Au secrétaire de rédaction de la
Nouvelle Revue
Monsieur,
Je reçois une lettre de Gustave Flaubert
1 qui me jette dans un grand embarras. Voici pourquoi. Il y a cinq mois environ, j’ai eu l’honneur de me présenter chez Madame Adam pour lui demander de publier dans la
Nouvelle Revue un poème de moi intitulé « Vénus rustique ». Madame Adam, tout en ne m’accordant point ma demande, eut l’amabilité de m’inviter à faire pour sa Revue une pièce de vers moins étendue.
Je m’empressai d’achever cette pièce et je l’envoyai.
Des mois s’écoulèrent. Je n’osai point, par pure discrétion, faire une nouvelle visite, dans la crainte de sembler vouloir, grâce au nom et à l’amitié de Flaubert, forcer la détermination de Madame Adam à mon sujet.
Au bout d’un temps si long, je me croyais refusé définitivement et, comme mon volume de vers où se trouve la pièce en question va paraître le 21 ou le 22 de ce mois, comme d’un autre côté, le directeur de la Réforme me demandait des vers avec insistance, je me jugeai si bien dégagé vis-à-vis de Madame Adam que je donnai à la Réforme mon poème « Fin d’Amour » qui a dû paraître hier.
Je le regrette et je suis désolé ; mais, de toute façon, vous ne l’auriez pu publier qu’après l’apparition de mon volume qui sera en vente dans trois jours ; cela n’aurait donc encore été qu’une reproduction.
Je vous laisse juge, Monsieur, de ce qu’il faut faire.
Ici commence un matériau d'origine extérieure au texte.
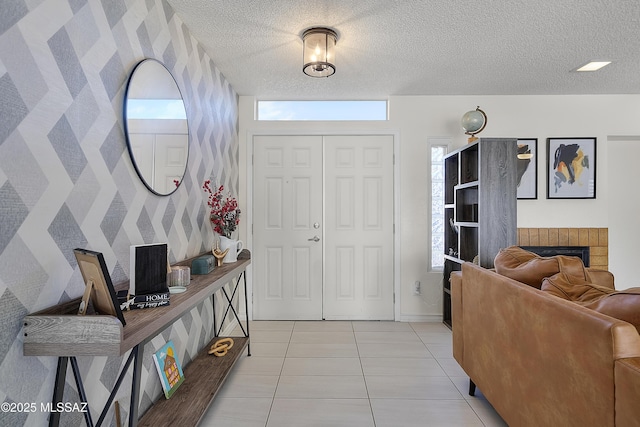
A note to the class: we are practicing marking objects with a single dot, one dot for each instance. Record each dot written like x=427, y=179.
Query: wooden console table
x=58, y=331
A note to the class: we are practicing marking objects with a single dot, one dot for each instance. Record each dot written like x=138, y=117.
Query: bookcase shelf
x=480, y=206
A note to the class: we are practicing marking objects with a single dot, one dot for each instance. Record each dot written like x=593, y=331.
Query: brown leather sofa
x=541, y=360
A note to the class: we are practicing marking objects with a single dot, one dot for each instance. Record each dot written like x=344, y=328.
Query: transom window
x=322, y=110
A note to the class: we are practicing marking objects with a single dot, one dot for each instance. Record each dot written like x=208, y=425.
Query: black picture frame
x=100, y=289
x=571, y=168
x=527, y=168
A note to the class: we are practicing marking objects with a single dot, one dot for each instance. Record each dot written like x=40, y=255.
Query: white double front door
x=323, y=227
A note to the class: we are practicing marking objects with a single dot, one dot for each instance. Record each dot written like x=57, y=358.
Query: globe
x=474, y=121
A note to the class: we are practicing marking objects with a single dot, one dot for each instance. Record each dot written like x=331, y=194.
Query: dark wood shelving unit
x=480, y=206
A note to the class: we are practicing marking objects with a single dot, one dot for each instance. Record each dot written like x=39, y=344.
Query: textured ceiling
x=429, y=47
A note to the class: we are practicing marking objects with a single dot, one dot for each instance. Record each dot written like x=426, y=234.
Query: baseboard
x=427, y=318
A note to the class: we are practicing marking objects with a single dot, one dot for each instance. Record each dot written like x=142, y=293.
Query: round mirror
x=155, y=122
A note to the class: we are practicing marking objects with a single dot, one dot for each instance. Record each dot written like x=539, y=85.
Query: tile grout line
x=284, y=359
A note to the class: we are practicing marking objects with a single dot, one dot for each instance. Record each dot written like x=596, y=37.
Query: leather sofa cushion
x=574, y=289
x=623, y=305
x=527, y=267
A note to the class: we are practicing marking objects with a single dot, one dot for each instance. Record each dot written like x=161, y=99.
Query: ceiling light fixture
x=593, y=66
x=318, y=52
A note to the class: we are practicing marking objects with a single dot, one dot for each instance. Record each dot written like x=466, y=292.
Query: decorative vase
x=234, y=246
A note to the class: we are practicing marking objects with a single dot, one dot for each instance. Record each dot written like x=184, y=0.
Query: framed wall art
x=527, y=168
x=571, y=168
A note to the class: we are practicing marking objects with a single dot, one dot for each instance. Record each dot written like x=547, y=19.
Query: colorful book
x=169, y=369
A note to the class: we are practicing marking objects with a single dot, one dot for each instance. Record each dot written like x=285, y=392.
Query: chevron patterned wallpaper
x=66, y=179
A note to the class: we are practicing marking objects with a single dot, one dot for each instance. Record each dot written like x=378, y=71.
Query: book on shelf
x=131, y=305
x=169, y=369
x=124, y=296
x=148, y=269
x=133, y=302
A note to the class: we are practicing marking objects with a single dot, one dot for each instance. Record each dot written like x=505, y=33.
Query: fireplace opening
x=581, y=252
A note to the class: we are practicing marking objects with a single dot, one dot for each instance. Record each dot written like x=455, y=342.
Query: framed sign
x=571, y=168
x=98, y=286
x=527, y=168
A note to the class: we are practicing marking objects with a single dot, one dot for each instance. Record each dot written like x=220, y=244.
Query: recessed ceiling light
x=593, y=66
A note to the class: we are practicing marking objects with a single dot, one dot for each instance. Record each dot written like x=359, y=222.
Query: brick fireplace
x=597, y=239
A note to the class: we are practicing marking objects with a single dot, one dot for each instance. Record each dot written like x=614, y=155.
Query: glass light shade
x=318, y=51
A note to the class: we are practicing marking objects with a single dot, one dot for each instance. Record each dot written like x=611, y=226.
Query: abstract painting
x=571, y=168
x=527, y=168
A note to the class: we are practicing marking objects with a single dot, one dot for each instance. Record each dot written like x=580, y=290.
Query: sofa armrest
x=627, y=390
x=456, y=317
x=601, y=277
Publiez ou ne publiez pas, suivant votre sentiment, mais faites agréer, je vous prie, toutes mes excuses à Madame Adam, en même temps que l’hommage de mes sentiments très respectueux et très dévoués, et agréez vous-même l’assurance de ma considération la plus distinguée.
Guy de Maupassant 17, rue Clauzel. |
1 Cf. Flaubert, Correspondance (éd. Conard, tome IX, N° 1980).